Note: Time-based strings are in the YYYY-MM-DD HH:MM:SS format. The
month “MM” starts at 01 for January and ends with 12 for December. The
hours “HH” are 00-23, and minutes “MM” and seconds “SS” are 00-59.
The times are recorded at UTC (GMT) and daylight savings time (DST) is not
applicable.
Example Message from SIE Channel 214
Data acquired from Channel 214 DNS Changes is returned in NMSG format when
using the Direct Connect or SIE Remote Access (SRA) access methods. NMSG is an
adaptable container format that allows for consistent or variable message types.

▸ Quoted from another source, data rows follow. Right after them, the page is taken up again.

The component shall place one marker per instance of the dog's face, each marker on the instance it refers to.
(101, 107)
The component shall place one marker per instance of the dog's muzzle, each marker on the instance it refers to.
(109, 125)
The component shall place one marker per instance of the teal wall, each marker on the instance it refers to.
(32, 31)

If data is downloaded for Channel 214 using SIE Batch, the data is already
delivered in ND-JSON format, and the nmsgtool step below can be skipped.
The nmsgtool program is a tool for acquiring a variety of different inputs,
like data streams from the network, capturing data from network interfaces,
reading data from files, or even standard input and making NMSG payloads
available to one or more outputs. The nmsgtool program can acquire data from
SIE Channel 214 and convert it to a ND-JSON (newline-delimited JSON) text format
for display or additional processing and analysis. nmsgtool is a program
written by Farsight and released as open source.
See the following pages for instructions on how to install software packages for a specific distribution.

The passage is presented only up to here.